The EgoObjects dataset will be used for continual learning challenge at the CLVision workshop at CVPR 2022 with three tracks including
Continual instance-level object classification. This task is to handle a stream of training experiences containing images of common household or workplace objects. The solution will be able to access the ground-truth label of each training image in order to incrementally train its internal knowledge model (fully supervised). Images will depict a single object and the expected prediction is a classification label. The solution must return predictions at the instance level. That is, solutions will need to disentangle between objects belonging to common categories.
Continual category-level object detection. In this task, incremental experiences will carry short videos of common household or workplace objects. Objects will be depicted in common household and workplace environments, with each image depicting more than one object. The goal is to predict the bounding box and label of the depicted objects. This can be a very good starting point when first approaching continual detection tasks.
Continual instance-level object detection. In this task, incremental experiences will carry short videos of common household or workplace objects. Differently from its category-level counterpart, the goal is to predict the object labels at the instance level. Each video will feature a single “reference” object (possibly surrounded by other unrelated objects). The goal is to predict the position and instance label of that reference object. This task is harder than the category-level counterpart.
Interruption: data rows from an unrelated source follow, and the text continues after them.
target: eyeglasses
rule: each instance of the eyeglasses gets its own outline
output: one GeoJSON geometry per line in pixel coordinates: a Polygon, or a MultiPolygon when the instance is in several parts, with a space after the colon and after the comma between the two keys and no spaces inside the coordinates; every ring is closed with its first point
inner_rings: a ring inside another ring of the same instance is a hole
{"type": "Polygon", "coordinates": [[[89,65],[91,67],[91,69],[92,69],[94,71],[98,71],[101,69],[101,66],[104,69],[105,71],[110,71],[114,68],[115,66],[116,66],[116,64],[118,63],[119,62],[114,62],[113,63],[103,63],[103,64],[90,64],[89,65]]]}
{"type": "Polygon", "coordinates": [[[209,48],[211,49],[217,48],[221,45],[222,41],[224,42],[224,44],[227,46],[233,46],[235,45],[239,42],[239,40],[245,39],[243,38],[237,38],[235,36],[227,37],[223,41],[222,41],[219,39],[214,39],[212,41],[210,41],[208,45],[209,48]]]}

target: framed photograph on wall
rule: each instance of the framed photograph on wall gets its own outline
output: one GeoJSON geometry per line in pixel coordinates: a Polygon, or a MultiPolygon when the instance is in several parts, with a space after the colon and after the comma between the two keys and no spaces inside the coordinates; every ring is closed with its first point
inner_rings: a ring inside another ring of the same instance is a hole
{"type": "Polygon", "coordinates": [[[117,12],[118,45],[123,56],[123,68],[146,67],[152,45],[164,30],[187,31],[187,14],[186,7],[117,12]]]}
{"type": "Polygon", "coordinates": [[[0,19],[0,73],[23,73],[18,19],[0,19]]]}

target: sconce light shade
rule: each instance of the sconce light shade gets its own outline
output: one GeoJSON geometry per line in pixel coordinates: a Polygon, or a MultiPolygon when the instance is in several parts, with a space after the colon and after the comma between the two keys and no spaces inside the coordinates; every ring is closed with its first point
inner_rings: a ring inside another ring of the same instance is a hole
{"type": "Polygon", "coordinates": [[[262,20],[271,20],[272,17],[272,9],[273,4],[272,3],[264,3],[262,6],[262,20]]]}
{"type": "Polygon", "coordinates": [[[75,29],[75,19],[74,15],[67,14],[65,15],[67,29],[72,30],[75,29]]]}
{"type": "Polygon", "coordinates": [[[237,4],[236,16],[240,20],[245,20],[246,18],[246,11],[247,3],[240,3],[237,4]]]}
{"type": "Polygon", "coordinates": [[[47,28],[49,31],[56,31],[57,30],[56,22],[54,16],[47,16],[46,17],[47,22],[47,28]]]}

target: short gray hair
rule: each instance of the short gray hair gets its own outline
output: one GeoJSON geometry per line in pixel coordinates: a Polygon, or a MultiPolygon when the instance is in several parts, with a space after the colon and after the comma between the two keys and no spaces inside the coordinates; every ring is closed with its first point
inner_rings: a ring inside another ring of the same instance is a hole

These tracks are designed to advance object understanding in the egocentric perspective, a fundamental building block for AR applications. Some examples include but are not limited to object search for both visible or hidden items, object-anchored contextual reminder, automatic grocery list building and object-anchored immersive virtual content.
Besides the continual learning of detecting 2D objects, EgoObjects also supports research on 3D object detection and pose estimation given that the data set also has 3D annotations. In this task, the solution has access to 2D RGB images and oriented 3D bounding boxes of objects as the ground truth. The goal is to predict the 3D bounding boxes with correct pose from a single 2D image.